Le 5 mars 2026, lors de la première session du « Passage des représentants » de la Quatrième Assemblée nationale populaire, le député et directeur de l’Institut de recherche en blockchain et edge computing de Beijing, Dong Jin, a dévoilé une série de données et résultats scientifiques à fort impact pour l’industrie. L’essentiel est : nous avons réussi à développer le premier système d’exploitation blockchain intégré logiciel-matériel au monde, et lancé la première puce accélératrice dédiée à la blockchain de 96 cœurs. La sortie de ce « processeur chinois » a permis une augmentation de performance de 50 fois, brisant le plafond de calcul des réseaux blockchain massifs.

Plus important encore, cette technologie n’est plus en phase expérimentale ou de validation conceptuelle, mais a été intégrée dans le réseau économique vital de la Chine — déployée dans 16 ministères centraux et 27 entreprises d’État, avec plus de 300 000 entreprises de commerce transfrontalier utilisant la chaîne, traitant des montants de plusieurs milliers de milliards de yuans, avec des centaines de milliards de factures en circulation sur la blockchain.

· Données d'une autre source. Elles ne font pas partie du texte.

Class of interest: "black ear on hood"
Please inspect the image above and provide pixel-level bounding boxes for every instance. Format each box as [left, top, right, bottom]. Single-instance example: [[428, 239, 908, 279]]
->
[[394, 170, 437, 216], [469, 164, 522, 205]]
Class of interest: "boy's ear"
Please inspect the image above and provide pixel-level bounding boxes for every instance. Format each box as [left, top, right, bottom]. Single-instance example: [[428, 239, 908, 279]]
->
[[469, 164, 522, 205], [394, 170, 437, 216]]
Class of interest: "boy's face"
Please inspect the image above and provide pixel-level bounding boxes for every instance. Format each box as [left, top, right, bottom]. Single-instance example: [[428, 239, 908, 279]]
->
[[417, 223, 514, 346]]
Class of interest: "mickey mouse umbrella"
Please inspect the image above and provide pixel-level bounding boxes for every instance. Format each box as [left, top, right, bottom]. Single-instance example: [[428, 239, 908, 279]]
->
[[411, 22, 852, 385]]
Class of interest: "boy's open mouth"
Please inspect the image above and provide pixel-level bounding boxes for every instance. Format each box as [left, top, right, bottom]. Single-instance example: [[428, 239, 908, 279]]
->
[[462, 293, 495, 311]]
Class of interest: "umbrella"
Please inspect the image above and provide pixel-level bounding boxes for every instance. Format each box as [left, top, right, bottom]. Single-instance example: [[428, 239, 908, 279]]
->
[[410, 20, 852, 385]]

Pour les professionnels de la finance quantitative et les chercheurs en technologie de base, cela ne se limite pas à une simple nouvelle gouvernementale, mais marque la transition paradigmatique du plus grand réseau de registre distribué (DLT) fiable au monde, passant d’un « logiciel piloté » à un « hardware hardcore au niveau des puces ». Je vais analyser en profondeur ces données macro, en décryptant la logique sous-jacente de cette avancée technologique et ses applications concrètes dans des scénarios financiers et commerciaux de plusieurs milliers de milliards.

Avant d’aborder les applications, il faut clarifier une problématique technique : Pourquoi la blockchain a-t-elle besoin de puces accélératrices dédiées ?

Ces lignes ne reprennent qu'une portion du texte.